Saturday, March 28, 2020

ESP32 probe ongoing programming

After some digging around, I decided to change the ESP32 probe's protocol to TCP rather than UDP, at least for this initial stage, to ensure that we got a reliable stream of messages, and any unreliability would be more correlated with something in the probe itself. As usual, check out our code in the airball_probe_es32 directory in our repo.

The innards of the probe are now on a piece of plywood, and they look like the below. Given that what you see is all we need, this should all be quite easy to integrate into the 1-inch diameter new probe form factor.


The Wi-Fi RF performance seems excellent. I put this stuff all the way across my yard and behind the house, covered with a large metal garden dustpan, and I still got really good quality reception from my computer's Wi-Fi. That's very encouraging.

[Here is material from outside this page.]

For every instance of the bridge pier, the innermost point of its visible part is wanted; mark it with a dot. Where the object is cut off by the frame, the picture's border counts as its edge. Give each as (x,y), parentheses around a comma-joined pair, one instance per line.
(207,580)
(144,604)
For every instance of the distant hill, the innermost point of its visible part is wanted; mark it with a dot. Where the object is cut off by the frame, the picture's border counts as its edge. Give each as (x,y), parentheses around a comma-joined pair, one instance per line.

In other good news, if the battery monitor is to be believed, we draw about 170 mA when operating normally. With a 3400 mAH battery, that's about 20 hours of life. If we de-rate this to protect the battery, we still can expect a safe 12 hour battery life, which is my metric for, basically, "all day long". This means that a pilot or CFI can plop the probe onto their plane in the morning, fly around without paying any attention to it, and pull it out and put it on the charger in the evening.

Less encouraging is that, for some reason, I now seem to be having power supply issues, which cause flakey performance of the sensors and the Wi-Fi. Now it worked previously just fine, so I assume my wiring is crappy or I need decoupling caps, or some combination. But in any case, before we call the circuit done, I need to make sure these gremlins are no longer there, and learn what mitigations, if any, I need.

Sunday, March 22, 2020

ESP32 probe code complete

Yesterday, I got the ESP32 version of the probe up and running with the following setup:

The code is in the firmware/airball_probe_esp32/ directory of our repo. This verifies that we can connect to our SPI and I2C sensors and get battery statistics over I2C, and broadcast the results by establishing a WiFi base station and broadcasting UDP packets on a well-known port.

The ESP32-DevKitC bundles a lot of the USB and power regulation machinery together, and uses an obsolete USB part, so I am hoping to bench-test a more stripped-down setup before spinning up a custom PCB. To that end, I need access to the individual pinouts of a raw ESP32-WROOM-32U module, and so this is what I made:


I will be reporting more on the following --
  1. Verifying data rates and reliability with the UDP transport.
  2. Battery charge time and battery life with the new battery.
  3. Results of trying out the more stripped-down ESP32 setup.